The data we obtained and the information available from the literature lead us to believe that the genera Erythrobacter, Porphyrobacter and Erythromicrobium should be combined into a single genus, i.e. the genus Erythrobacter. However, the view that this group should be classified as one genus may not be appropriate at this time; this leads us to the second alternative, the description of a novel species of an existing genus. The novel species represented by strains ALC-2T and ALC-3 has phenotypic characteristics that are similar to those of P. tepidarius; the growth temperature range of the novel species was slightly higher than that of the type strain of P. tepidarius and there were slight differences in the single-carbon-source assimilation patterns. However, strains ALC-2T and ALC-3 and P. tepidarius had substantially different fatty acid compositions. Thus, based on the growth temperature range and the similar single-carbon-source assimilation patterns, we propose that the species represented by strains ALC-2T and ALC-3 should be included in the genus Porphyrobacter as Porphyrobacter cryptus sp. nov.
Description of Porphyrobacter cryptus sp. nov. da Costa, Rainey and Nobre
Porphyrobacter cryptus (cryp'tus. M.L. masc. adj. cryptus from Gr. adj. kryptos hidden, to indicate the cryptic relationship of this species to the closely related organisms).

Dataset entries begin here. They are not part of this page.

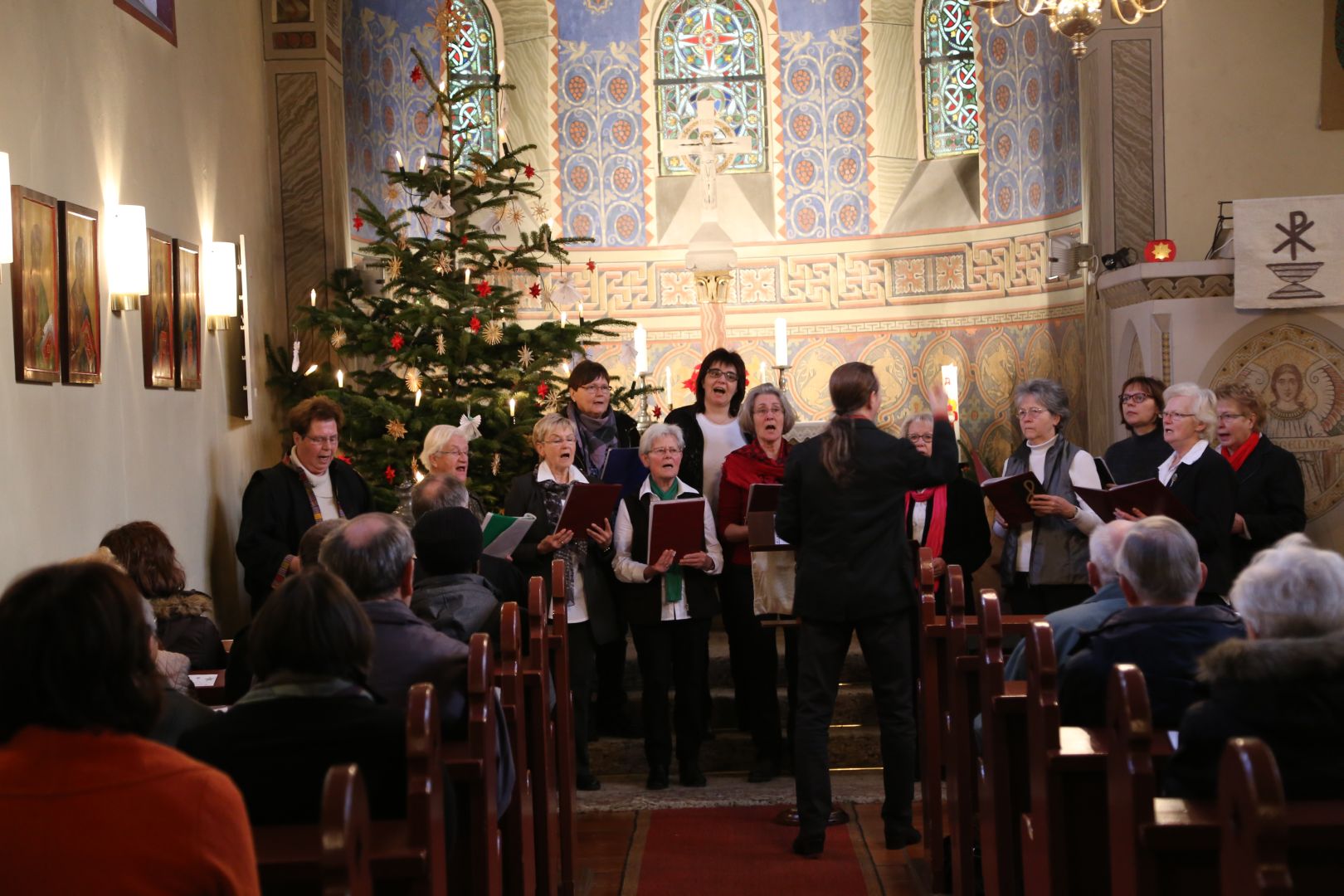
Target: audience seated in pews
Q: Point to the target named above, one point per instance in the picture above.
(186, 618)
(88, 805)
(1070, 624)
(453, 597)
(309, 709)
(1161, 631)
(1283, 684)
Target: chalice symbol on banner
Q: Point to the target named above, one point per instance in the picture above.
(1294, 273)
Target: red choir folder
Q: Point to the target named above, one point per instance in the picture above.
(1010, 496)
(678, 524)
(1148, 496)
(587, 504)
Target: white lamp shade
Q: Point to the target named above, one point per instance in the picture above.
(128, 251)
(221, 280)
(6, 212)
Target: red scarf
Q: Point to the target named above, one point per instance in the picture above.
(1239, 455)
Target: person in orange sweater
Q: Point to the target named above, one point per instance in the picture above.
(88, 805)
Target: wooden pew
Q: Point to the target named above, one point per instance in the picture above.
(409, 850)
(565, 768)
(472, 765)
(1166, 845)
(516, 825)
(344, 835)
(541, 740)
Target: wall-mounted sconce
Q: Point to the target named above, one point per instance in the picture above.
(128, 257)
(221, 282)
(6, 212)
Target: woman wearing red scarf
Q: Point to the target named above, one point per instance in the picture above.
(1270, 499)
(754, 657)
(947, 519)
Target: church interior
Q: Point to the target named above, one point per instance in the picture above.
(962, 193)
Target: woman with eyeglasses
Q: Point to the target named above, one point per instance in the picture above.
(587, 566)
(1045, 564)
(1137, 457)
(670, 602)
(1202, 480)
(1270, 496)
(446, 451)
(947, 519)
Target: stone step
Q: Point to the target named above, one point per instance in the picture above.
(851, 747)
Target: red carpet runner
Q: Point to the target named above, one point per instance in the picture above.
(743, 852)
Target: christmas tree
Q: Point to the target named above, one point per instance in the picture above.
(440, 338)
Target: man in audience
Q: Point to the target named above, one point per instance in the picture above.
(440, 490)
(284, 501)
(453, 597)
(1161, 631)
(1070, 624)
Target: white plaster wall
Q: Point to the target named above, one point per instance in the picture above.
(97, 106)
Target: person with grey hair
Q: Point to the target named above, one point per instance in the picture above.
(1283, 684)
(1069, 625)
(1161, 631)
(1045, 564)
(947, 519)
(670, 602)
(1202, 480)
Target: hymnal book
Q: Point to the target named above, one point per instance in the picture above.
(1148, 496)
(587, 504)
(624, 468)
(676, 524)
(1010, 496)
(503, 533)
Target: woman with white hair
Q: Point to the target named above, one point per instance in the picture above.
(446, 451)
(668, 602)
(1202, 480)
(1283, 684)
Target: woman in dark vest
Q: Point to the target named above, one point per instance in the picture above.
(1270, 499)
(668, 602)
(1137, 457)
(841, 508)
(1045, 564)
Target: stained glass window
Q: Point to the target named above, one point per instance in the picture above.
(470, 60)
(952, 108)
(711, 50)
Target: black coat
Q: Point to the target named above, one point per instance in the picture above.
(1209, 489)
(1289, 692)
(275, 514)
(854, 561)
(1164, 642)
(526, 496)
(1270, 499)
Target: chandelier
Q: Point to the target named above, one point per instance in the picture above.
(1074, 19)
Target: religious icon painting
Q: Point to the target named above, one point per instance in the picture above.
(187, 319)
(37, 319)
(156, 314)
(81, 334)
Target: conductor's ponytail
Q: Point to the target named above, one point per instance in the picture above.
(851, 386)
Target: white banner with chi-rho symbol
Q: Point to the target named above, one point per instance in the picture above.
(1289, 251)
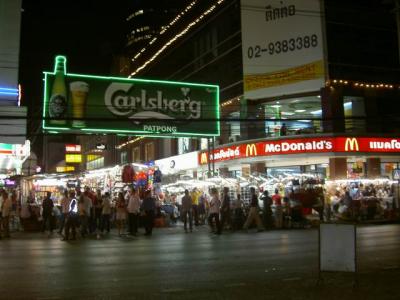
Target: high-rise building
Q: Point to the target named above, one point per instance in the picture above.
(349, 89)
(12, 115)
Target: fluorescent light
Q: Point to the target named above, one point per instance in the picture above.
(348, 105)
(286, 113)
(316, 112)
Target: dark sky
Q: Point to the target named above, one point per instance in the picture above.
(88, 32)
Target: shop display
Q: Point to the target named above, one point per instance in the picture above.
(362, 199)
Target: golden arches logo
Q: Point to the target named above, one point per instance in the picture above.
(351, 145)
(203, 158)
(251, 150)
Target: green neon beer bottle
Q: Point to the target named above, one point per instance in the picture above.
(58, 97)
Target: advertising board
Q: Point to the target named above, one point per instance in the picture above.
(91, 104)
(343, 144)
(282, 46)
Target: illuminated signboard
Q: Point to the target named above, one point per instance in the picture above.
(65, 169)
(73, 148)
(20, 150)
(91, 104)
(302, 146)
(6, 149)
(73, 158)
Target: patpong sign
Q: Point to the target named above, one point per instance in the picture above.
(303, 146)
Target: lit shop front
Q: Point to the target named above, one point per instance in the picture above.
(334, 157)
(317, 172)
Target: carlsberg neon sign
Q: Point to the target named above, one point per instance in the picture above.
(120, 101)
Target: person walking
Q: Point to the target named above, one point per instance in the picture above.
(195, 205)
(149, 207)
(277, 200)
(267, 211)
(105, 213)
(202, 208)
(120, 216)
(215, 204)
(187, 210)
(253, 213)
(133, 211)
(47, 213)
(71, 218)
(6, 207)
(225, 210)
(98, 207)
(84, 208)
(65, 201)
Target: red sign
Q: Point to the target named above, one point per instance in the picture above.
(302, 146)
(72, 148)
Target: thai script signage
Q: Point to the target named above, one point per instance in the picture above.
(73, 148)
(303, 146)
(282, 47)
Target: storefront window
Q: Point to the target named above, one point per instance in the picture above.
(234, 127)
(293, 116)
(388, 168)
(136, 154)
(356, 169)
(95, 164)
(149, 152)
(203, 144)
(183, 145)
(124, 157)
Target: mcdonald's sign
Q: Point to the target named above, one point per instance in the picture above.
(251, 150)
(351, 144)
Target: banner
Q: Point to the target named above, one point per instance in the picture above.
(82, 103)
(282, 47)
(350, 145)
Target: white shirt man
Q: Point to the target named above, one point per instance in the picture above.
(133, 204)
(65, 202)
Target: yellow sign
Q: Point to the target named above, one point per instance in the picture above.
(73, 158)
(351, 145)
(251, 150)
(92, 157)
(65, 169)
(203, 158)
(309, 71)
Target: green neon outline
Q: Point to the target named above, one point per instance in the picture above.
(57, 60)
(108, 78)
(44, 102)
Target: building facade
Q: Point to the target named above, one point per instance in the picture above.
(357, 98)
(14, 148)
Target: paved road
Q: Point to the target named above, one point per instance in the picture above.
(175, 265)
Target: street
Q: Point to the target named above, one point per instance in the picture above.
(175, 265)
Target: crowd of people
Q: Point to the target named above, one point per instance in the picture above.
(93, 213)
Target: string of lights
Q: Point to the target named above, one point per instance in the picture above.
(180, 15)
(360, 84)
(130, 142)
(177, 36)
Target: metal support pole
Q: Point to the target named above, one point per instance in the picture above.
(397, 11)
(208, 157)
(213, 150)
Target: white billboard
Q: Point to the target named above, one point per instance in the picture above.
(282, 47)
(174, 164)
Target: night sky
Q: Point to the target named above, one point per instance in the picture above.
(88, 32)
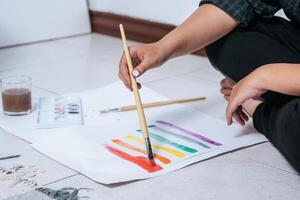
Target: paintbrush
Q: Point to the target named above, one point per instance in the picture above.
(137, 97)
(152, 104)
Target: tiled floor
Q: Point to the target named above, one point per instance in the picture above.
(91, 61)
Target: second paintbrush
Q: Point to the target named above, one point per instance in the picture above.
(152, 104)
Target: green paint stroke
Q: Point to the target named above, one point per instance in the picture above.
(166, 141)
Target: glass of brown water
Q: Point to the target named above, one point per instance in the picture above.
(16, 95)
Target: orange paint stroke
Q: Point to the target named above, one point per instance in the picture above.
(141, 161)
(174, 152)
(129, 146)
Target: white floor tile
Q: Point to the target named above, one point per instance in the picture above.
(267, 154)
(91, 61)
(188, 86)
(47, 170)
(175, 67)
(225, 177)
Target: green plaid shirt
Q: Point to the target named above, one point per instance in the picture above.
(246, 10)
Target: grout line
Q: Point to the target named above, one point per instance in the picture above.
(273, 167)
(62, 179)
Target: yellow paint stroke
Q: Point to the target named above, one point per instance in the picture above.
(158, 147)
(128, 146)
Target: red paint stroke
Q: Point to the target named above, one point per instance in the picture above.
(141, 161)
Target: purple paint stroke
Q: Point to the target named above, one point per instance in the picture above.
(197, 135)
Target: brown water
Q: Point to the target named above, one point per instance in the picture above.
(16, 100)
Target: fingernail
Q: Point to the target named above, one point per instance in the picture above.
(135, 73)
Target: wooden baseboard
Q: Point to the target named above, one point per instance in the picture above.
(136, 29)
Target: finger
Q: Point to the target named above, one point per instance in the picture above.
(227, 83)
(140, 69)
(123, 71)
(231, 108)
(238, 118)
(124, 82)
(226, 91)
(243, 114)
(227, 97)
(139, 85)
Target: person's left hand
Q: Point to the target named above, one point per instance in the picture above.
(247, 88)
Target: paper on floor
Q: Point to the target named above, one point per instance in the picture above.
(93, 101)
(114, 153)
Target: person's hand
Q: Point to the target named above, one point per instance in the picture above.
(226, 89)
(247, 88)
(144, 57)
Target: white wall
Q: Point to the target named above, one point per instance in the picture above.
(24, 21)
(165, 11)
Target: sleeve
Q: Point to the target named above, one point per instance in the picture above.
(241, 10)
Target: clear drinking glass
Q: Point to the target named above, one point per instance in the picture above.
(16, 95)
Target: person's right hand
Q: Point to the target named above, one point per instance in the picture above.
(144, 57)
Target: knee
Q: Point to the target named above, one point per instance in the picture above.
(224, 53)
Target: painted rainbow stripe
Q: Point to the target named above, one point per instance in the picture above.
(167, 141)
(129, 146)
(141, 161)
(182, 137)
(158, 147)
(196, 135)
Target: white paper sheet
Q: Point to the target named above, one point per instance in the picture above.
(84, 149)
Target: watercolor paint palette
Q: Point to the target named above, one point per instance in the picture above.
(55, 112)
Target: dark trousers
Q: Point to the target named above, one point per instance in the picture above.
(265, 41)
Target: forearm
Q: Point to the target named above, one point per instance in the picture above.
(281, 77)
(206, 25)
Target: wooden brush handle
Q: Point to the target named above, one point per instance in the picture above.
(135, 89)
(163, 103)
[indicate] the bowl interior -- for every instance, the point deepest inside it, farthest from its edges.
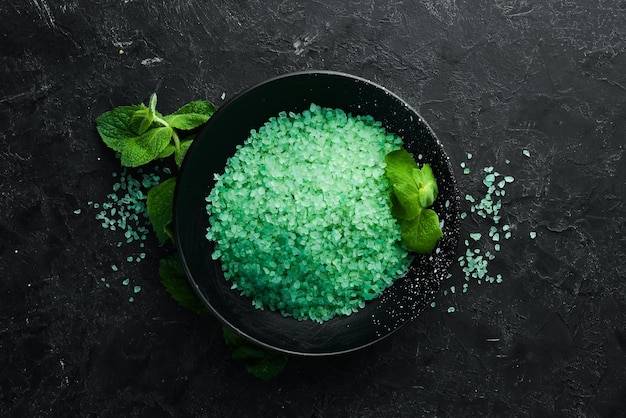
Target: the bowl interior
(230, 126)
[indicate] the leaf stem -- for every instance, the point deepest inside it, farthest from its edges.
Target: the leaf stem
(176, 140)
(174, 134)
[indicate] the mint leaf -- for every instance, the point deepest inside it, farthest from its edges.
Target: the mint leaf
(261, 363)
(179, 156)
(167, 151)
(413, 191)
(422, 233)
(407, 195)
(114, 126)
(427, 184)
(141, 120)
(175, 281)
(152, 103)
(159, 204)
(191, 115)
(139, 150)
(399, 166)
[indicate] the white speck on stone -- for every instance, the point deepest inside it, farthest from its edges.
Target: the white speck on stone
(151, 61)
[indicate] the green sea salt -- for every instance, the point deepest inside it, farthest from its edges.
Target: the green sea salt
(301, 215)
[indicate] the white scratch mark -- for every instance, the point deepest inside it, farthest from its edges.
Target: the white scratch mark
(302, 43)
(122, 44)
(44, 12)
(151, 61)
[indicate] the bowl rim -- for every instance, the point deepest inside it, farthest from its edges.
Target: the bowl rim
(223, 108)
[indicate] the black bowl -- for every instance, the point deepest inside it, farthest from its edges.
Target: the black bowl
(230, 126)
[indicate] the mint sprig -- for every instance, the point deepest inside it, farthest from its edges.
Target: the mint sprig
(414, 190)
(141, 134)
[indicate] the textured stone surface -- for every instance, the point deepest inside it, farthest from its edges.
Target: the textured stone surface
(491, 78)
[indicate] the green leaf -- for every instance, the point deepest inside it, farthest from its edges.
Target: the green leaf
(159, 204)
(175, 281)
(169, 230)
(179, 156)
(407, 195)
(152, 103)
(191, 115)
(428, 190)
(141, 120)
(261, 363)
(142, 149)
(114, 126)
(399, 166)
(167, 151)
(421, 233)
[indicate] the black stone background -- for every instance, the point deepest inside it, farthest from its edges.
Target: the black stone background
(492, 79)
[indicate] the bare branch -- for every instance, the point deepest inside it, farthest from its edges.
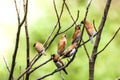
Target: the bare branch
(27, 42)
(17, 39)
(55, 24)
(86, 51)
(108, 42)
(86, 13)
(70, 13)
(30, 66)
(57, 14)
(71, 25)
(40, 65)
(18, 15)
(94, 25)
(95, 48)
(6, 64)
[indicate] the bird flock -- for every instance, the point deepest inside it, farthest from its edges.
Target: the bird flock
(62, 51)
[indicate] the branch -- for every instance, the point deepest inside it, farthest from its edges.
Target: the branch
(98, 37)
(109, 42)
(55, 24)
(40, 65)
(17, 39)
(30, 66)
(94, 25)
(27, 42)
(58, 69)
(70, 13)
(86, 51)
(71, 25)
(6, 64)
(57, 14)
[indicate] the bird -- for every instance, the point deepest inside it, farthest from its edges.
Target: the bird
(70, 50)
(76, 34)
(90, 30)
(61, 45)
(58, 62)
(39, 48)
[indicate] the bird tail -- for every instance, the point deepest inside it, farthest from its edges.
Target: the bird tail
(65, 71)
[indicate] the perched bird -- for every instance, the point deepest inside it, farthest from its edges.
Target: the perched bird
(70, 50)
(58, 62)
(39, 48)
(77, 34)
(90, 30)
(61, 45)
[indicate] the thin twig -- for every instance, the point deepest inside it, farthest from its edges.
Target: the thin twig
(17, 38)
(86, 51)
(71, 25)
(94, 25)
(56, 70)
(7, 66)
(55, 24)
(98, 37)
(30, 66)
(40, 65)
(69, 12)
(59, 25)
(62, 77)
(109, 42)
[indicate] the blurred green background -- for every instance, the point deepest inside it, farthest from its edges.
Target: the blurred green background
(41, 20)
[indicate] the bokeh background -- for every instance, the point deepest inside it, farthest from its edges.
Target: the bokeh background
(41, 20)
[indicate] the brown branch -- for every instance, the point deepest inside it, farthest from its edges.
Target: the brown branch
(27, 42)
(71, 25)
(7, 66)
(108, 42)
(40, 65)
(55, 24)
(30, 66)
(57, 14)
(98, 37)
(36, 57)
(86, 51)
(70, 13)
(94, 25)
(17, 39)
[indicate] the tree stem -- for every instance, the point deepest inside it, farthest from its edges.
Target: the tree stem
(91, 70)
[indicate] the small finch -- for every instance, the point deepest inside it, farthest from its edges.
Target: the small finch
(70, 50)
(90, 30)
(61, 45)
(39, 48)
(77, 34)
(58, 62)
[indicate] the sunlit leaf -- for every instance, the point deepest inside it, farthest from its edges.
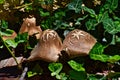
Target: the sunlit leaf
(111, 27)
(77, 75)
(11, 43)
(75, 5)
(37, 70)
(100, 57)
(55, 68)
(91, 11)
(7, 32)
(113, 59)
(76, 66)
(96, 77)
(111, 5)
(22, 38)
(90, 24)
(97, 49)
(1, 1)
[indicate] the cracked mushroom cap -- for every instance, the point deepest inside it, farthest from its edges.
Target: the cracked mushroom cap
(29, 25)
(12, 36)
(48, 47)
(78, 43)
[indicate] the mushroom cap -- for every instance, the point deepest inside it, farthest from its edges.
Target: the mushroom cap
(29, 25)
(48, 47)
(78, 43)
(12, 36)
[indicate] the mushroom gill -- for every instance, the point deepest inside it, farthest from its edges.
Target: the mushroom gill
(78, 43)
(29, 25)
(48, 48)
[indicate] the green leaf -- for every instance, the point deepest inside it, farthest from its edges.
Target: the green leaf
(37, 70)
(7, 32)
(90, 24)
(113, 59)
(1, 1)
(114, 75)
(75, 5)
(77, 75)
(59, 14)
(55, 68)
(111, 27)
(62, 76)
(100, 57)
(101, 17)
(22, 38)
(76, 66)
(43, 14)
(80, 19)
(91, 11)
(96, 77)
(4, 24)
(97, 53)
(97, 49)
(111, 5)
(11, 43)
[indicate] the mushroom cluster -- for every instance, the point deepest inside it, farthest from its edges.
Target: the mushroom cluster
(50, 46)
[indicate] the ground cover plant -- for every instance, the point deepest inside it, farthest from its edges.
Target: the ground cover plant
(36, 38)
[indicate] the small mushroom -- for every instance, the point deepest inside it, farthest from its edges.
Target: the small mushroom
(29, 25)
(12, 36)
(48, 47)
(78, 43)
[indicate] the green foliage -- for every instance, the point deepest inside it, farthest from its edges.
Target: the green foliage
(78, 75)
(75, 5)
(96, 77)
(55, 68)
(76, 66)
(37, 70)
(1, 1)
(101, 20)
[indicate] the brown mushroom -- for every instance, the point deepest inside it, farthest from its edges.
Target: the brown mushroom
(29, 25)
(12, 36)
(78, 43)
(48, 47)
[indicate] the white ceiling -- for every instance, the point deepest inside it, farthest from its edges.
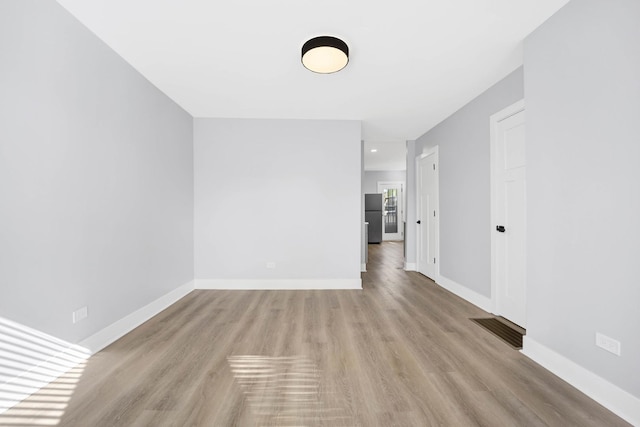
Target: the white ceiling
(388, 156)
(412, 62)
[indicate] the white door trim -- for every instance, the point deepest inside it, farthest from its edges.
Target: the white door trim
(425, 153)
(494, 121)
(401, 206)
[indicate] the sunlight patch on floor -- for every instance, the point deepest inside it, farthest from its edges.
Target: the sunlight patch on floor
(40, 368)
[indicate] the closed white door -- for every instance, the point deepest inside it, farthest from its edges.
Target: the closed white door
(509, 216)
(392, 210)
(428, 214)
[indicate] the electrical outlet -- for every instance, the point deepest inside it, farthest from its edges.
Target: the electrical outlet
(79, 314)
(609, 344)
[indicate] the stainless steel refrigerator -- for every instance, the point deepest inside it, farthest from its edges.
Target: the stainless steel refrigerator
(373, 215)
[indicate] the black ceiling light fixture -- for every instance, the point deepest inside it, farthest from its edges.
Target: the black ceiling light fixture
(325, 54)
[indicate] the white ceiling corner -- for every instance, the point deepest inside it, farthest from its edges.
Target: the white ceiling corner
(412, 62)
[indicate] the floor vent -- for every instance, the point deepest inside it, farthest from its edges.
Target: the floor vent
(508, 332)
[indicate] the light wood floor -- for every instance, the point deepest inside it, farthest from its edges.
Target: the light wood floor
(401, 352)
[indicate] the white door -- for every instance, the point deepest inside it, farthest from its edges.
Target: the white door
(509, 214)
(428, 214)
(392, 210)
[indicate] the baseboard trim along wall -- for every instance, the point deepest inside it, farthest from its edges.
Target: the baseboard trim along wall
(275, 284)
(465, 293)
(39, 359)
(51, 357)
(111, 333)
(618, 401)
(410, 266)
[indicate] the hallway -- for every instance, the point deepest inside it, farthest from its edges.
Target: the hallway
(401, 352)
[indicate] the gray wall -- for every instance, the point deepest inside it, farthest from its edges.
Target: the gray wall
(283, 191)
(463, 140)
(582, 91)
(96, 178)
(371, 179)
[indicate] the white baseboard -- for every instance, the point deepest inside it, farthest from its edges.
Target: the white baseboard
(618, 401)
(34, 360)
(111, 333)
(465, 293)
(410, 266)
(274, 284)
(51, 357)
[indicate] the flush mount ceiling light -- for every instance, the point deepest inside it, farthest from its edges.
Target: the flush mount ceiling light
(325, 54)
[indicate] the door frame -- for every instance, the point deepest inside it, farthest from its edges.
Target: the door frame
(494, 121)
(426, 152)
(400, 215)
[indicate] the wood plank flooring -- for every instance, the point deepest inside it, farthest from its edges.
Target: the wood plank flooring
(401, 352)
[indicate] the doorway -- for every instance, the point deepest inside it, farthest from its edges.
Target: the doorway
(392, 210)
(428, 213)
(508, 213)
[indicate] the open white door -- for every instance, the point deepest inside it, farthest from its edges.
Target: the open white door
(428, 213)
(508, 242)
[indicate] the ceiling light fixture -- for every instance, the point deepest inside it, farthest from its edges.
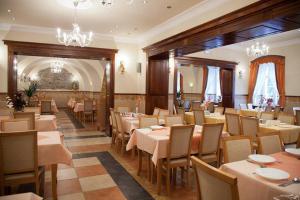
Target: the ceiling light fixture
(257, 50)
(75, 37)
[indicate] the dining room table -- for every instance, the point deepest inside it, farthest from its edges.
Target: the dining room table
(288, 132)
(252, 186)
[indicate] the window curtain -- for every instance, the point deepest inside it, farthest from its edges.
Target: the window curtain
(213, 88)
(279, 62)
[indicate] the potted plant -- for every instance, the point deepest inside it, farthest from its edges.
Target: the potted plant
(31, 91)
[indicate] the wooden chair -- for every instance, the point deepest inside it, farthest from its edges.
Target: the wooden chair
(267, 116)
(269, 143)
(26, 115)
(123, 109)
(209, 146)
(213, 184)
(178, 154)
(220, 110)
(156, 111)
(199, 117)
(286, 118)
(298, 117)
(211, 107)
(113, 125)
(121, 136)
(236, 148)
(19, 159)
(233, 123)
(13, 125)
(147, 121)
(88, 110)
(46, 107)
(173, 120)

Forms short rod-shaped cells of variable width (0·6–1·0 µm) and length (1·0–2·8 µm). Gram stain is negative. Cells are motile by one polar flagellum. Colonies on PE medium are reddish-orange-pigmented. The optimum growth temperature is about 50 °C; growth does not occur at 60 °C. The optimum pH is between 7·5 and 8·0. Cytochrome oxidase- and catalase-positive. Cells contain Bchl a and carotenoids. The predominant fatty acids are monounsaturated. The major fatty acid is 18:17c; 14:0 2-OH and 15:0 2-OH are present. The predominant phospholipid is phosphatidylethanolamine. Aerobic and chemo-organotrophic. Growth does not occur under anaerobic conditions in the dark or in the light. Nitrate is not reduced to nitrite. Gelatin, starch, xylan, Tweens 20, 40 and 60 and aesculin are hydrolysed. D-Glucose, D-fructose, maltose, sucrose, cellobiose, xylose, pyruvate, arginine and glutamate serve as carbon sources. The G+C content of the DNA is 66·2 mol%. Isolated from the hot spring at Alcafache in Central Portugal. The type strain is strain ALC-2T (=DSM 12079T =ATCC BAA-386T). Strain ALC-3 (=DSM 12080) is a reference strain.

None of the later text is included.